Forces And Friction Flashcards
Find the component of each force in the x-direction
( Diagram shows the x-axis and y-axis directions )
( The 100 N force is in the 3rd quadrat pointing downwards )
( The arrow is 18 degrees from the negative y-axis line )
- ( To work out the force in the x-direction, we find out the value of the magnitude on the x-axis )
- ( Using trigonometry )
- 90 - 18 = 72
- ( The arrow is 72 degrees from the negative x-axis direction )
- ( We form a triangle against the arrow, the 100 N becomes the hypotenuse and the x-axis is the adjacent )
- A = 100 x cos( 72 )
- A = 30.90169944
- A = - 30.90 N
- ( The adjacent was initially negative because the magnitude was in the negative direction of x )
Find the component of each force in the y-direction
( Diagram shows the x-axis and y-axis directions )
( The 100 N force is in the 3rd quadrat pointing downwards )
( The arrow is 18 degrees from the negative y-axis line )
- ( The 100 N arrow is 18 degrees from the negative y-axis )
- ( Which makes the y-axis the adjacent and the 100N arrow the hypotenuse )
- A = 100 x cos( 18 )
- A = 95.10565163
- A = - 95.10 N
Hence write each force in the form pi + qj where i and j are the unit vectors in the x and y directions respectively.
( Magnitude in x-direction = - 30.90 )
( Magnitude in y-direction = - 95.10 )
- ( - 30.90 i - 95.10 j ) N
Find the magnitude and direction of the resultant force acting on each of the particles shown below.
( The diagram shows the x-axis )
( There are two forces acting on the particle, away from the x-axis )
( The arrow going towards the left has a force of 25 N and is 50 degrees from the x-axis )
( The arrow going towards the right has a force of 35 N and is 30 degrees from the x-axis )
( We labeled the angle from R N to the x-axis, k )
- ( In this question, you must show a resultant force on the particle from the two forces acting on it )
- ( The resultant force will be closer the the arrow holding a greater degrees from the axis )
- ( Next you move either the 35 N or 25 N arrow to the corresponding arrow, passing the resultant force arrow, making sure that it’s parallel to the original line )
- ( In this case, I moved the 35 N arrow to the 25 N arrow )
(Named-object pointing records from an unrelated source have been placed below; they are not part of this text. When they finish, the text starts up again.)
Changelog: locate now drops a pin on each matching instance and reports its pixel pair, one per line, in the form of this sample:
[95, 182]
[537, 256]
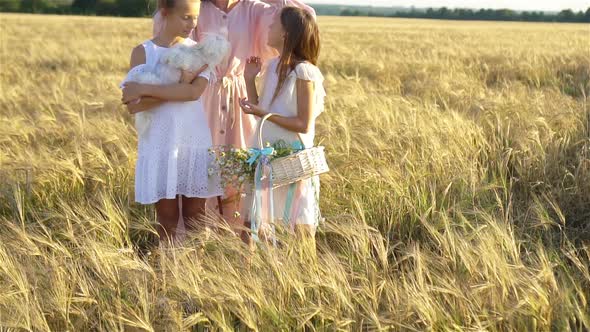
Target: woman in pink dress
[245, 23]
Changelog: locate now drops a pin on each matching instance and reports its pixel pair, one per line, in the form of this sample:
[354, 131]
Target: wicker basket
[297, 166]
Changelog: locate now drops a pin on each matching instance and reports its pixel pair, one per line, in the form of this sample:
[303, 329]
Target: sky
[546, 5]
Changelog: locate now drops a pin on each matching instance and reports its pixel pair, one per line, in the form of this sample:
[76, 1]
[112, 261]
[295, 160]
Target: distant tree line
[445, 13]
[82, 7]
[146, 7]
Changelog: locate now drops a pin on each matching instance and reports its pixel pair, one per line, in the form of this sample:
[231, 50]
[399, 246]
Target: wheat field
[459, 196]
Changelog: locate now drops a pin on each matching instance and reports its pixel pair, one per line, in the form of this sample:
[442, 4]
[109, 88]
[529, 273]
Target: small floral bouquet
[231, 165]
[237, 166]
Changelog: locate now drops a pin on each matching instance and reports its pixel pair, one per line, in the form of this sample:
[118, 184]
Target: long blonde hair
[302, 42]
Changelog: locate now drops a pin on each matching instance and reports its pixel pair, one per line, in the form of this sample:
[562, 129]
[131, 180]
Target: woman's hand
[250, 108]
[132, 91]
[188, 76]
[253, 68]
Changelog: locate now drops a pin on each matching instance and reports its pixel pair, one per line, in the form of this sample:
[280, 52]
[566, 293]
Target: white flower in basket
[211, 51]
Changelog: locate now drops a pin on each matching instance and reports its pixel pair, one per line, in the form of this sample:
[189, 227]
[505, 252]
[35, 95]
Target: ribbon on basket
[262, 211]
[262, 187]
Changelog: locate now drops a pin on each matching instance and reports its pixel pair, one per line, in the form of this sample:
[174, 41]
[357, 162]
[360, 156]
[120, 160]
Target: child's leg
[231, 207]
[193, 210]
[168, 214]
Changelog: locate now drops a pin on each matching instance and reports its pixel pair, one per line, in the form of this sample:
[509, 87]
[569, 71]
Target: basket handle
[259, 129]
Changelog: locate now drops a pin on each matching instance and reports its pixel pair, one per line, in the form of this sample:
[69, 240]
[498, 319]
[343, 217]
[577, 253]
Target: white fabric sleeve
[308, 72]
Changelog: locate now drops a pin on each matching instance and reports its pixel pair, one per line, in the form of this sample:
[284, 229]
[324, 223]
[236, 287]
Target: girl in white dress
[173, 159]
[292, 89]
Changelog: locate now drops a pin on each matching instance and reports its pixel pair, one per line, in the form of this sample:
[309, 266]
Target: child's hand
[188, 76]
[131, 92]
[133, 107]
[253, 67]
[250, 108]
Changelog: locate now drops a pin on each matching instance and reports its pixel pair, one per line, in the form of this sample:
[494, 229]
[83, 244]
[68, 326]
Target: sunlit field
[458, 197]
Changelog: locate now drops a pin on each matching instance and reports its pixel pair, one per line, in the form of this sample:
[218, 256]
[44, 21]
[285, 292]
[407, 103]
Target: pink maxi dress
[246, 27]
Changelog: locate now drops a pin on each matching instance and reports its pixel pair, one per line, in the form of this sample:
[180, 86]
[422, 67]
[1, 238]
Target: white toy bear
[210, 51]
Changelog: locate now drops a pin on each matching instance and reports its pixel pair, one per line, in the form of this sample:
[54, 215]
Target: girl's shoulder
[189, 42]
[308, 72]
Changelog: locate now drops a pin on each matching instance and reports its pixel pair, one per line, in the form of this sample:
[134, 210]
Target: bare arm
[176, 92]
[252, 69]
[145, 103]
[303, 121]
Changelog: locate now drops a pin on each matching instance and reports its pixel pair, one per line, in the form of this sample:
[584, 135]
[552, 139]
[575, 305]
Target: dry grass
[459, 197]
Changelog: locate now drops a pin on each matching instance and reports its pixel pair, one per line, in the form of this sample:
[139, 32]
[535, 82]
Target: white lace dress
[173, 157]
[304, 208]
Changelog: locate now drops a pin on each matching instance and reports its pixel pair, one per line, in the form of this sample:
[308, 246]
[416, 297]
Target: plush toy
[210, 51]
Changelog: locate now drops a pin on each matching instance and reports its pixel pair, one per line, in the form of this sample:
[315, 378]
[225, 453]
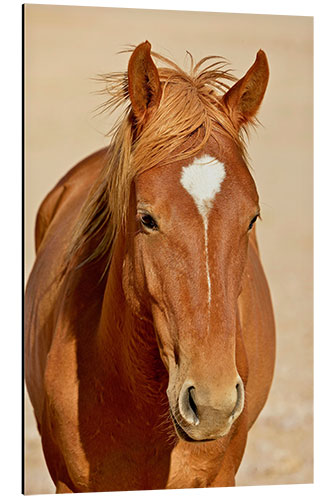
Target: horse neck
[127, 347]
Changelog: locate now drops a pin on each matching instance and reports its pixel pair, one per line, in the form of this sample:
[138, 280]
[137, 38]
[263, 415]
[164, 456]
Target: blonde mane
[190, 107]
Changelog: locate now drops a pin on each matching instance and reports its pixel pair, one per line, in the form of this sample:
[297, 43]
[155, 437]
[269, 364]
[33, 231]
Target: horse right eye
[149, 222]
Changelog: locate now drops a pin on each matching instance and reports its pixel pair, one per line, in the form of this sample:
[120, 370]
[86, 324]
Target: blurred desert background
[65, 49]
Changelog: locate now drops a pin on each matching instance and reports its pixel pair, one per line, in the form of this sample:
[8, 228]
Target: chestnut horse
[150, 343]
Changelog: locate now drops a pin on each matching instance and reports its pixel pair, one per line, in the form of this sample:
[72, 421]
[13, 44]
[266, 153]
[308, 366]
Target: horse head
[189, 222]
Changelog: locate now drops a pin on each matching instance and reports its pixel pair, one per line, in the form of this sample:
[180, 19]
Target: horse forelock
[189, 113]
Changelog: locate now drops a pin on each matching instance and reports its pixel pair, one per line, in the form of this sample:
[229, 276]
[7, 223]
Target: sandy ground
[68, 46]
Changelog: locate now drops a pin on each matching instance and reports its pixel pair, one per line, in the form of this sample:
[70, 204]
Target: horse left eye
[148, 222]
[252, 222]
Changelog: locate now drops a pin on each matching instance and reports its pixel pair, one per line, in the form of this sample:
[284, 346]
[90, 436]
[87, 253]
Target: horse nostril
[187, 405]
[191, 401]
[240, 399]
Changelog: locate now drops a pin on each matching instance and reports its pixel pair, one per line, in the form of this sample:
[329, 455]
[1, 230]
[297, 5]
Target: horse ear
[144, 85]
[244, 98]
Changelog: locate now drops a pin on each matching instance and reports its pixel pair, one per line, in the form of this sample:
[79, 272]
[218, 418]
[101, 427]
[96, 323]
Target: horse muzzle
[200, 415]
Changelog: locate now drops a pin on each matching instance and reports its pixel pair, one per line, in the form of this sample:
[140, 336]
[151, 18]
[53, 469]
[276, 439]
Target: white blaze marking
[202, 180]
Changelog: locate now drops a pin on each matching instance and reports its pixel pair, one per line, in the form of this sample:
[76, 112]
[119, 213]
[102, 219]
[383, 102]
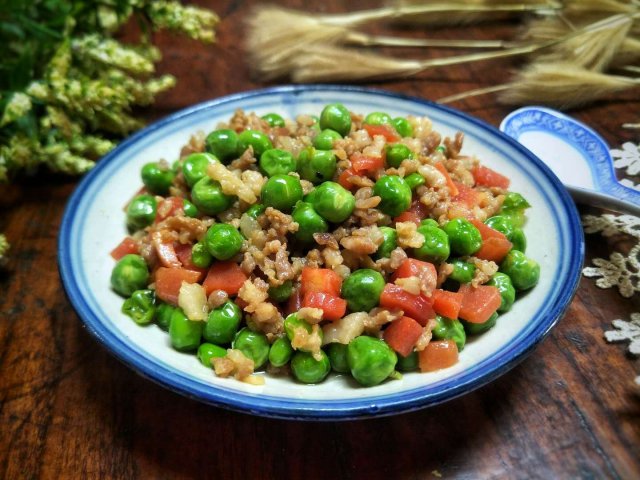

- ( You will be able to identify that a “ C “ shape has been made with the arrows )
- ( We know that angles within the “ C “ shape add up to 180 degrees )
- ( One of the angles within the “ C “ is 100 degrees, so the other is 80 degrees )
- ( Using the forces 25 N, the new 35 N and R N, we form a right angles triangle, which contains the 80 degrees )
- ( Label the angle on R N, theta )
- ( We use the cosine rule to find R )
- R^2 = ( 25 )^2 + ( 35 )^2 - 2( 25 ) ( 35 ) cos ( 80 )
- R^2 = 1546.115689
- R = 39.32067763
- ( To find out the degrees of R N from the x-axis ( k ), we need to find theta )
- ( We use the sine rule to find theta )
- sin( theta ) / 35 = sin( 80 ) / 39.32…
- Theta = sin^-1 ( 35 x sin( 80 ) / 39.32… )
- Theta = 61.23419385
- 180 - ( 61.2… + 50 ) = k
- k = 68.76580615
- k = 68.77 degrees
- Magnitude = 39.32 N
- Direction of resultant force = 68.77 degrees